Sunday, December 26, 2010

Pakistan suicide bomb kills scores

Attack from what is believed to be first female suicide bomber in country strikes food centre and injures over 100

A female suicide bomber killed at least 45 people today at a food distribution centre near Pakistan's border with Afghanistan, Pakistani officials said.

The attack, believed to be the first suicide bombing by a woman in Pakistan, took place in Bajur, a tribal region where the military has twice declared victory over Taliban and al-Qaida insurgents.

It came a day after some 150 militants killed 11 soldiers in a co-ordinated assault in a neighbouring region where the army has also been tackling insurgents.

The woman wearing a burqa lobbed two hand grenades into the crowd waiting at a checkpoint outside the food aid distribution centre in the town of Khar before detonating her explosives vest, according to local police official Fazal-e-Rabbi Khan.

He said the victims were gathering to collect food tokens distributed by the World Food Programme and other agencies to people displaced by an army offensive against Taliban militants in the region in early 2009.

Local government official Tariq Khan said the blast also wounded more than 100 people, some of them critically.
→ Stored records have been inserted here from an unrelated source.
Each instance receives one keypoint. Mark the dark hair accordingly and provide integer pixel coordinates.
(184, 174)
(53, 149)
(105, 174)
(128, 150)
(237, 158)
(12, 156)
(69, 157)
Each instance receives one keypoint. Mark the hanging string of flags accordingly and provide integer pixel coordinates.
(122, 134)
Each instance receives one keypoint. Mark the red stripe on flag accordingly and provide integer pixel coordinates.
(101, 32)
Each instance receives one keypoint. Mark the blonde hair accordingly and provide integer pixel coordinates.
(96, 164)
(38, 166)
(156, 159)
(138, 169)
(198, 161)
He, and another local official, Sohail Khan, said an examination of the human remains had confirmed the bomber was a woman.
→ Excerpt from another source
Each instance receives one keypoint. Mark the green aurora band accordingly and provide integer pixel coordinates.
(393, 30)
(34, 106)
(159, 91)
Male suicide bombers often don the burqa as a disguise. In 2007, officials initially claimed Pakistan's first female suicide bomber had killed 14 people in the north-west town of Bannu but the attacker was later identified as a man.

Hasan Askari Rizvi, a Lahore-based security and political analyst, said today's suicide bombing appeared to be the first carried out by a woman in Pakistan.

"It is no surprise. They can use a woman, a child or whatever," he said. "Human life is not important to them, only the objective they are pursuing."

Akbar Jan, 45, who sustained leg wounds in the bombing, said from his hospital bed that people were lining up for the ration coupons when there was a large explosion.

"We thought someone had fired a rocket," he told Associated Press. He said within seconds the ground was strewn with the wounded.

"I realised a little later that I myself have suffered wounds," he said. "Everybody was crying. It was blood and human flesh everywhere."

The prime minister, Syed Yousuf Raza Gilani, condemned those behind the bombing and said Pakistanis were "united against them".

Bajur is on the northern tip of Pakistan's semi-autonomous tribal belt, bordering Afghanistan. Along with other parts of the tribal regions it is of major concern to the US because it has been used as a safe havens for militants fighting Nato and US troops across the border in Afghanistan. The US has long pressured Pakistan to clear the tribal belt of the insurgents.

The military first declared victory in Bajur after a six-month operation launched in late 2008. But the army was forced to launch a follow-up operation in late January this year and declared victory again about a month later. Still, violence has persisted in the region.

The army also has taken steps to clear Mohmand, a tribal region next to Bajur that also has witnessed militant activity. But yesterday, around 150 insurgents attacked five security checkpoints in the Baizai area of Mohmand, killing at least 11 soldiers and wounding a dozen more in a show of their ongoing strength.